Aqui fica o alinhamento, não fazendo sequer falta enunciar os artistas originais. Cada um destes temas tem uma história que fala por si.

1 - I'm a Man
2 - Help Me
3 - Killing Floor
4 - Smokestack Lightning
5 - Who do you Love
6 - Boom Boom
7 - Promised Land
8 - Sitting on the top of World
9 - You Never Can Tell
10- Feel so Bad
11 - You Can't Sit Down
12 - Back in USA

Carlos Moura e Ana Pacheco no Plano B


Entendimento perfeito no desbravar de brilhantes territórios sonoros, Carlos Moura e Ana Pacheco propoem-se a expandir os horizontes de todos aqueles que se deixarem seduzir pelo convite de uma noite de classe superior no Plano B. Fica uma nota de agenda para sábado, dia 4 Dezembro. Loucura e simpatia de braços dados, do alto duma cabine espaçosa, o duo sabe como abanar com o ambiente, fornecendo um punhado de músicas de força estrondosa, alma enorme e invariavelmente deliciosas e vibrantes para qualquer ouvido minimamente interessado no conceito. Esse não podia ser mais abrangente...tocando no Blues, Soul, Funk, Surf Instrumental, Hammond, 60's Psychedelic Grooves, Garage, Punk...

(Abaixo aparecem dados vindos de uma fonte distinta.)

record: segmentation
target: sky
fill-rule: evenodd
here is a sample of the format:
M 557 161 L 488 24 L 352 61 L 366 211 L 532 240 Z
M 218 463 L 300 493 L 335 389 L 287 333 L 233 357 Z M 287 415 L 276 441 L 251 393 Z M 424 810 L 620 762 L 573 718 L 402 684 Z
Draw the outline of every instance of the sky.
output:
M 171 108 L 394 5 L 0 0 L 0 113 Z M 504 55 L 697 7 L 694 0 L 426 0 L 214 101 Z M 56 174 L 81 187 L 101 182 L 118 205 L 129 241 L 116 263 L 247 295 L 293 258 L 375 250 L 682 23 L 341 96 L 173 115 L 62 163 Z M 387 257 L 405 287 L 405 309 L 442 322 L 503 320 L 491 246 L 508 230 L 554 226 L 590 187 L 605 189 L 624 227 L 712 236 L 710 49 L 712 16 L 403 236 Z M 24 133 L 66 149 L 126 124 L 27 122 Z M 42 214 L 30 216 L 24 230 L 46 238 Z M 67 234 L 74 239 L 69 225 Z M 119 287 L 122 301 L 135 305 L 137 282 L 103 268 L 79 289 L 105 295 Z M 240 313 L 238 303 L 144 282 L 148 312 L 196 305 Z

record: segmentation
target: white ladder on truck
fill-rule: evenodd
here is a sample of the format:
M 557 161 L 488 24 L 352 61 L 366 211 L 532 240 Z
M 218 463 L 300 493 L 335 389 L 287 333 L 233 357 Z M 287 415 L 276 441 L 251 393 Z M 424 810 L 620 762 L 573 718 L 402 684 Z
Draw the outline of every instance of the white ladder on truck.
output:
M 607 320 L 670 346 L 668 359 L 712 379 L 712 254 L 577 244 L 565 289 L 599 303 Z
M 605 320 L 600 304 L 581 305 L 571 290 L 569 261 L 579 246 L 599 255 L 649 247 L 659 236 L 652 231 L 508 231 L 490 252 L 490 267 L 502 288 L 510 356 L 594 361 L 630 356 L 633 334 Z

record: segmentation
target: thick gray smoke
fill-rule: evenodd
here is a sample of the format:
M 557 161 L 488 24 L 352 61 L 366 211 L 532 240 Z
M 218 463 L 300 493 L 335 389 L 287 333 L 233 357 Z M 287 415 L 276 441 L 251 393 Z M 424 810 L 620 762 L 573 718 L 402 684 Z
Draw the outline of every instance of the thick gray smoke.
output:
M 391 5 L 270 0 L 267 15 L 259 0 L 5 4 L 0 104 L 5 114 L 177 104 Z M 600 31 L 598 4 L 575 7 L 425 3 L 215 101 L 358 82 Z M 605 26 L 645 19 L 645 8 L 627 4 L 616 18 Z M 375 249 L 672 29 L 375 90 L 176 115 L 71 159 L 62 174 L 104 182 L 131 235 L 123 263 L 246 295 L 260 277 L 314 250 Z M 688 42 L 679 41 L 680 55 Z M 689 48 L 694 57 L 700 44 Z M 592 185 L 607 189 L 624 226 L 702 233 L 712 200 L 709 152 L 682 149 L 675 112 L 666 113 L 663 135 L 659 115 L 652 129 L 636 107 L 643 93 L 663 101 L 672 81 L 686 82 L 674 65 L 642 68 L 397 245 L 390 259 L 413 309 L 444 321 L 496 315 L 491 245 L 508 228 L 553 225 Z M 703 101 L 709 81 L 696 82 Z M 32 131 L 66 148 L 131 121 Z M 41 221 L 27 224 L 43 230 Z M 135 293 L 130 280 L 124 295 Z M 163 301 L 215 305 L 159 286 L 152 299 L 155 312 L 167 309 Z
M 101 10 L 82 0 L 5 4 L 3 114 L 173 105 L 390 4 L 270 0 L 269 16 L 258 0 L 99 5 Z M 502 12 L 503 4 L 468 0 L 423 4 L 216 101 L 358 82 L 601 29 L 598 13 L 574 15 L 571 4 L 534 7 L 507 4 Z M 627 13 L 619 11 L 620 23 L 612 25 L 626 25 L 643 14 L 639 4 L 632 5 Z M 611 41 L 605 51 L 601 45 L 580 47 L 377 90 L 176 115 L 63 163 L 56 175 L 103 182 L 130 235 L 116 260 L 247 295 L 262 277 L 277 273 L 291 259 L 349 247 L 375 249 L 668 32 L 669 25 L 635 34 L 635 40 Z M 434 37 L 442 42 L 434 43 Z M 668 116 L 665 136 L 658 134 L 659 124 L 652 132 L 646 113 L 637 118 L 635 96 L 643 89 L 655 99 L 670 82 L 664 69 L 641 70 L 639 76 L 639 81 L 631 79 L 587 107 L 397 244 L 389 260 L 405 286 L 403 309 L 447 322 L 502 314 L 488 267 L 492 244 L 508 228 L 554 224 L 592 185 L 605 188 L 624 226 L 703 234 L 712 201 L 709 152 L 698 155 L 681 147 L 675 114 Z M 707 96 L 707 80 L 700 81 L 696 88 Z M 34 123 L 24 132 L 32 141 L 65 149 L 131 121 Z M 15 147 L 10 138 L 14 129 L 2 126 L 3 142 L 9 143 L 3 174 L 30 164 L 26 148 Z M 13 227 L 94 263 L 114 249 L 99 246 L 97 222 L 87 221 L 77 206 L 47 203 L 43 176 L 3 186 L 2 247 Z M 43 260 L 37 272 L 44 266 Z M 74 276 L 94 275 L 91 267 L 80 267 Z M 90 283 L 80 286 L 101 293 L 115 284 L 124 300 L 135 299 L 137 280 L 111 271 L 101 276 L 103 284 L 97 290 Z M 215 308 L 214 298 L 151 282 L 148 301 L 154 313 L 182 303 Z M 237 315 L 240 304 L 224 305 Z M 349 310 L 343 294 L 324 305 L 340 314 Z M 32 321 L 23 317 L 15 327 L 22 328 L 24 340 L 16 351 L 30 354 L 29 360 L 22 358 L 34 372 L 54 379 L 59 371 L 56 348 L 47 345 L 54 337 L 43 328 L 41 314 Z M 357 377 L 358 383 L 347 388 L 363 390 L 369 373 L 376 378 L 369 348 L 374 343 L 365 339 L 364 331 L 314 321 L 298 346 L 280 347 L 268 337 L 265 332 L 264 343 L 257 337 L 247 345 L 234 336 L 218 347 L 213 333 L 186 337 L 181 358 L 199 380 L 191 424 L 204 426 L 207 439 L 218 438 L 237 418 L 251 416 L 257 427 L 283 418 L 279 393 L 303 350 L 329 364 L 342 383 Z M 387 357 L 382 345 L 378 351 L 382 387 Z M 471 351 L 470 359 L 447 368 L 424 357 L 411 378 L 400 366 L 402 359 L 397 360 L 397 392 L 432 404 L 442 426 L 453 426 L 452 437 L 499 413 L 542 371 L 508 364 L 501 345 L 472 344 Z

Maria P na noite de Sick Strippers


A asturiana Maria P vai estar este sábado (4) no Alburrica, com o propósito de conduzir os destinos da cabine do mais simpático bar do Barreiro. O seu set, altamente exótico e cativante, cheio de soul e colorido por muito garage, seguir-se-á a uma actuação da banda Sick Strippers, que tem vindo a revelar-se nos últimos tempos, estando também ela sedeada na margem sul.

Club Garage acompanha d3ö



Uma semana após ter dividido atenção com os Black Bombaim, o Club Garage orgulha-se de voltar a estar ao lado de outro projecto musical de grande categoria e indisfarçável orientação rock'n'roleira. Os d3ö estão de volta aos palcos com o seu blues bem suado e a roçar o punk numa dimensão contagiante. O trio de Coimbra é garantia de uma actuação nervosa, dedicada e empolgante, recheada de saltos e gritos. O Club Garage voltará a apresentar-se com Oscar Gomes, Ana & Machine Guns e Vinny Jones, pelo que totalmente vocacionado para instigar o caos e o ruído com potentes malhas, teclados vibrantes e vozes gigantes.

1 de dezembro de 2010

Ana & Machine Guns volta a pisar Pherrugem


De data em data, Ana & Machine Guns não pára, seja por si ou na locomotiva do Club Garage. Esta noite (2 Dezembro) volta a pisar o Pherrugem, poiso habitual onde gosta de espalhar boa música, lançar voodoos, atiçar fogo, despertando reacções díspares. Os que gostam, ficam e não desarmam, espelhando cumplicidade genuína e fazendo da pista, por muito curta que possa parecer, cenário bem agradável. O seu set promete privilegiar o soul, rhythm & blues, surf, 60's Grooves e garage. O charme mora na cabine, a diversão na pista, num bar já por si rotinado a atmosferas loucas.